Wuudis service for forest damage monitoring - Data to decisions – awarded as finalist at The European DatSci and AI Awards 2019, organised in collaboration with the Big Data Value Association and Ireland's Centre for Applied AI (CeADAR) yesterday in Dublin, Ireland. This award was continuation of big data business success, as Wuudis Solutions won second prize in Big Data Value PPP Summit in Riga last June.
Wuudis was competing in category “Best use of Data Science in a Start-up /SME” demonstrating Wuudis concept for field data collection scaling to any kind of field data collection and interfacing with authority and 3rd party IT-systems via standard procedures. Entries to this award must showcase how they have applied data science as part of a live implementation. The judging panel consisted of over 25 Data Science Leaders from across industry and academia to ensure transparency and fairness across the competition.

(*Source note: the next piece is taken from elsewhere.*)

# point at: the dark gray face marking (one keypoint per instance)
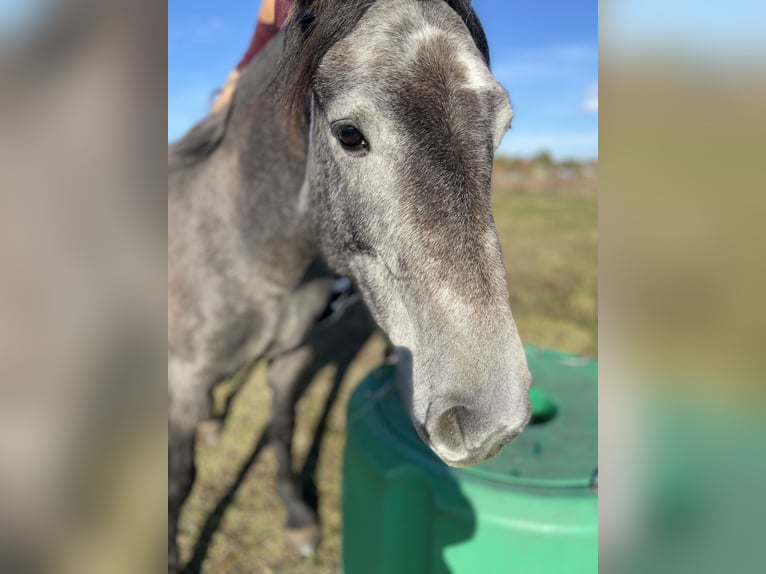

The Wuudis concept was developed as a part of EU-funded DataBio and Ministry of Agriculture and Forestry of Finland funded key project for forest digitalization, and launched in November 2018 known as Laatumetsä app for Finnish Forest Centre for crowd sourced forest damage data collection and care works quality monitoring for subsidy payment to forest owners.
Seppo Huurinainen, CEO of Wuudis Solutions underlines: “Our Forests globally are in danger and Wuudis Solutions is in a mission to combat that through open and big-data and artificial intelligence solutions.”
The DatSci 2019 Awards demonstrates and celebrates the Power of Data Science and Artificial Intelligence in driving real business, educational and social outcomes.
Wuudis Solutions Oy
Wuudis Solutions Oy is a forerunning company in forest digitalisation. Wuudis services bring efficiency gains, cost savings and environmental benefits to all operators of forest and bio-based businesses.
We harness the power of big data through integrating Wuudis with multiple forest big data sources in standardized way, and implement intelligent algorithms to make forest management and monitoring simple, systematic, autonomous and cost-effective.